Web Mining with Perl - Accessing The Net (LWP) (
Page 2 of 7 )
LWP, which stands for the
libwww-Perl library, is a common module that may have comes with most
installations of Perl. LWP (as quoted from the LWP perldoc) is a collection of
Perl modules that provide a consistent and simple application-programming
interface to the World Wide Web. LWP provides support for redirection, cookies,
basic authentication and robot.txt parsing. For the majority of web-crawling
requirements a developer can use LWP::Simple. LWP-Simple allows the developer to
store the head or body of a web page (given its URL) in a scalar variable or
file.

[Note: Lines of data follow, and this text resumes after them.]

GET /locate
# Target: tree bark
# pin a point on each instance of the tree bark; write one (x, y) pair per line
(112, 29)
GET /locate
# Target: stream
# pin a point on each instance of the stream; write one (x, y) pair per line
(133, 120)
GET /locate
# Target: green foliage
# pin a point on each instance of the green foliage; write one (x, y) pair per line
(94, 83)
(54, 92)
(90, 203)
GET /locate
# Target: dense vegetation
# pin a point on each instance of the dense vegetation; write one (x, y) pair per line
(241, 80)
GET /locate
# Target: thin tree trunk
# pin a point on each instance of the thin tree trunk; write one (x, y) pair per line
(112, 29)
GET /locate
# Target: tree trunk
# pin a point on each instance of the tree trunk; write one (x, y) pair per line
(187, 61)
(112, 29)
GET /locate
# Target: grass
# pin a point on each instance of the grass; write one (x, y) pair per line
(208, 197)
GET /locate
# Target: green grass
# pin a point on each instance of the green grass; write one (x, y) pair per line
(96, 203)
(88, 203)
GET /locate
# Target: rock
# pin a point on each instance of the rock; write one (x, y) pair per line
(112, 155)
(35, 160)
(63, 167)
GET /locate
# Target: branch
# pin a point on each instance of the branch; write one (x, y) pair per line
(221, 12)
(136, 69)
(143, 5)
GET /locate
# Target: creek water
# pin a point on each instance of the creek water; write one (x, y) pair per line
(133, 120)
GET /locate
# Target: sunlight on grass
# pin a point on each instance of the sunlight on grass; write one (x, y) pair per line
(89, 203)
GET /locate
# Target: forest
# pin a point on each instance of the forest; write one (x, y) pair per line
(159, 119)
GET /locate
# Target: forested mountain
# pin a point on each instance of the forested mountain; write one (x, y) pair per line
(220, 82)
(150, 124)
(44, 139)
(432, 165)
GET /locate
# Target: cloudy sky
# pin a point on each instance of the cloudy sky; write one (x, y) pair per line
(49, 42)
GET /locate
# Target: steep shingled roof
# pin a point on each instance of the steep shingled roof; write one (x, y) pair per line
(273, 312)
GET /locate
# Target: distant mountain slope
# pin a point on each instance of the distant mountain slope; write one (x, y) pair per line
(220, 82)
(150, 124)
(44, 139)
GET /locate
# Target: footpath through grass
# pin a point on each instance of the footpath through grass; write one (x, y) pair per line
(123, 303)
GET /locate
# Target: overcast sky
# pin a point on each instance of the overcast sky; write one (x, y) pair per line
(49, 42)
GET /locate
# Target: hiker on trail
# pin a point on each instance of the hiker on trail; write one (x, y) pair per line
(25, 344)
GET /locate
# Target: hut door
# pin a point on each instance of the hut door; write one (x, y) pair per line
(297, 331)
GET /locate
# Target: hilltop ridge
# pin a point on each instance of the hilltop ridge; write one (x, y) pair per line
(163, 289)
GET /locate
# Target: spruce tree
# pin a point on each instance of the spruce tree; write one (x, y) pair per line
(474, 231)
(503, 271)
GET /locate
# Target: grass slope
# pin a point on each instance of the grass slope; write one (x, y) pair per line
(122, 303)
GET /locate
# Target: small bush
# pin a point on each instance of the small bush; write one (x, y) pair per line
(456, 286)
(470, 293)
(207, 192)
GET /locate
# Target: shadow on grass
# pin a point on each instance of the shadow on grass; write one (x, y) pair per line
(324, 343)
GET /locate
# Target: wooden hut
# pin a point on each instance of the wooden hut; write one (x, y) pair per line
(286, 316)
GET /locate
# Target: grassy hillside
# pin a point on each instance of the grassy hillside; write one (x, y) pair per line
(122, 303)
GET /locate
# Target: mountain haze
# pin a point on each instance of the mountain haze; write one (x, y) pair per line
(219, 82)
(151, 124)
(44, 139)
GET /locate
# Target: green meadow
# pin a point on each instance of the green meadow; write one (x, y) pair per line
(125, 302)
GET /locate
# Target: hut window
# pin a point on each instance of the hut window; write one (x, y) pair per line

Here is an example.
#!/usr/bin/perl
use LWP::Simple;
#Store the output of the web page (html and all) in content
my $content = get("http://www.yahoo.com");
if (defined $content)
{
#$content will contain the html associated with the url mentioned above.
print $content;
}
else
{
#If an error occurs then $content will not be defined.
print "Error: Get failed";
}
After loading the LWP::Simple module with the use command the
get subroutine is called to download the html on the http://www.yahoo.com web
site. The html is stored in the $content variable. If there is not an error the
$content value is printed to standard output.
Other modules exist in the
LWP::Bundle that handle cookies, automatic redirection and other things. For
more information please read the perldoc on LWP::RobotUA and LWP::UserAgent.